Thanks for the replies in this thread. If I had to document my current (no electrical pun intended) understanding, I'd go with...
  1. Determine the maximum amp draw of the load(s) on the circuit when everything is on.
  2. Multiply the maximum draw by 1.25 to find the most appropriate fuse to place at the "head" of the circuit.
  3. Use a voltage drop calculator to find the most appropriate wire depending on the typical length factoring in voltage drop and the magic 3-4% rule. Double-check that the wire amp rating is more (ideally twice or more) than the fuse rating.
  4. Using chassis earth points will reduce the resistance as it's calculated over the length of the positive and negative wire. Chassis earth points in the rear of the van will significantly reduce total circuit length and therefore resistance.
Sounds good.
 
So I think I've bought all I need for this now, then realised again that I don't understand electrics properly.

I'll have two lights (total of six) on each dimmable switch/button. In trying to avoid voltage drop and wire issues, I was going to ground to the chassis local to the LED lights rather than run a negative back to the battery as shown in the picture. All the switches and lights would be fed from a common positive running from under the passenger seat along the b/c/d pillar line on the passenger side.

But can I do this if I am using the dimmer switch? Will it work as in picture B or do I need to wire it up like picture A (by running more cable)? If anyone can answer my question that would be awesome.


CleanShot 2024-06-25 at 16.52.23@2x.png
 
You just need a complete circuit, either will work in a vehicle that uses the chassis as negative like the T6.

You still need to find a usable ground point though, don't just go using any bolt or drilling. You may end up wiring like A anyway just with the negative going to the ground point rather than the battery.
 
Thanks @roadtripper I have some ground points visible behind each rear-quarter panel dedicated for this purpose. They have the same ground point nut as under the seats and have a number of black wires terminating there already. Some of the previous LED lights terminated there but didn't have the dimmer function which is what concerned me.
 
The dimmer function will just be via PWM (Pulse Width Modulation) - essentially they just flash on and off extremely fast (so you can't see it like TV/cinema) and the longer they are "on" for the brighter they appear.

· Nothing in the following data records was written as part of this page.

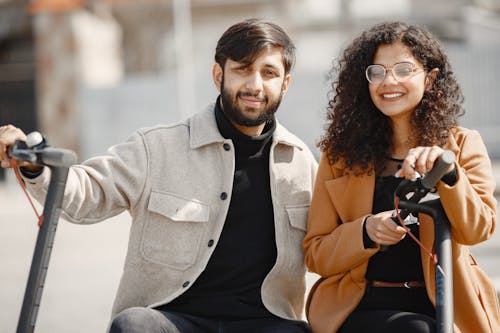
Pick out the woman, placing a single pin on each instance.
(394, 110)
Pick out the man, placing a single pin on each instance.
(219, 202)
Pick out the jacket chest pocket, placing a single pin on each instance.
(174, 230)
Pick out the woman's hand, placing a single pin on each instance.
(421, 160)
(383, 230)
(8, 135)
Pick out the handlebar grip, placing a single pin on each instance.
(439, 170)
(57, 157)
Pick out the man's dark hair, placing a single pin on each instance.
(243, 42)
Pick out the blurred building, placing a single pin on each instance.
(107, 67)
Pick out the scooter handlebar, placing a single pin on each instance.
(441, 165)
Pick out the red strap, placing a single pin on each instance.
(21, 183)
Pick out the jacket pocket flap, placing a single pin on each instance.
(177, 208)
(298, 216)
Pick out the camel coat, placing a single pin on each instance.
(334, 240)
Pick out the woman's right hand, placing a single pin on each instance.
(8, 135)
(383, 230)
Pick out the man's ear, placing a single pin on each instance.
(431, 77)
(286, 84)
(217, 74)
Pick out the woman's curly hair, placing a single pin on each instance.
(361, 135)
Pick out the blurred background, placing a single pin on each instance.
(88, 73)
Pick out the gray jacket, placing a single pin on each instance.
(176, 181)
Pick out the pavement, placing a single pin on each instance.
(86, 265)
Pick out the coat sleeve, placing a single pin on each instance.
(470, 203)
(332, 246)
(102, 186)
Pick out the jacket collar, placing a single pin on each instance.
(204, 131)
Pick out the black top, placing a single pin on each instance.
(401, 261)
(229, 287)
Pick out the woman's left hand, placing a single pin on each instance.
(421, 160)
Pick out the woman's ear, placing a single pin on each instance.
(431, 77)
(217, 73)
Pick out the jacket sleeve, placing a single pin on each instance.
(332, 246)
(102, 186)
(470, 203)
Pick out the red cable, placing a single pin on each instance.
(21, 183)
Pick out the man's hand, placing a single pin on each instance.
(8, 135)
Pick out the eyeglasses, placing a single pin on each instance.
(402, 71)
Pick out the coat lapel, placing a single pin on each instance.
(352, 195)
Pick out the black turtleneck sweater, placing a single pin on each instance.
(229, 287)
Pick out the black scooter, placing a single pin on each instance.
(410, 195)
(35, 151)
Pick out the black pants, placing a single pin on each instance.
(392, 310)
(145, 320)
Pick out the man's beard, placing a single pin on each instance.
(235, 113)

The problems you can have is if you try and run them off another lighting circuit that the van is already doing PWM on for dimming as then the dimmer controllers are turned on and off very fast, but you are giving them clean DC from the battery.
 
That makes sense. Thanks again!

I realise my B diagram suggested very local earth points and maybe you assumed I was just screwing into the chassis near each light. Definitely not. The three sets of lights will actually all terminate at the same ground point behind the passenger rear quarter panel, close to the tailgate. It saves adding another 2.5-3 metres to each circuit.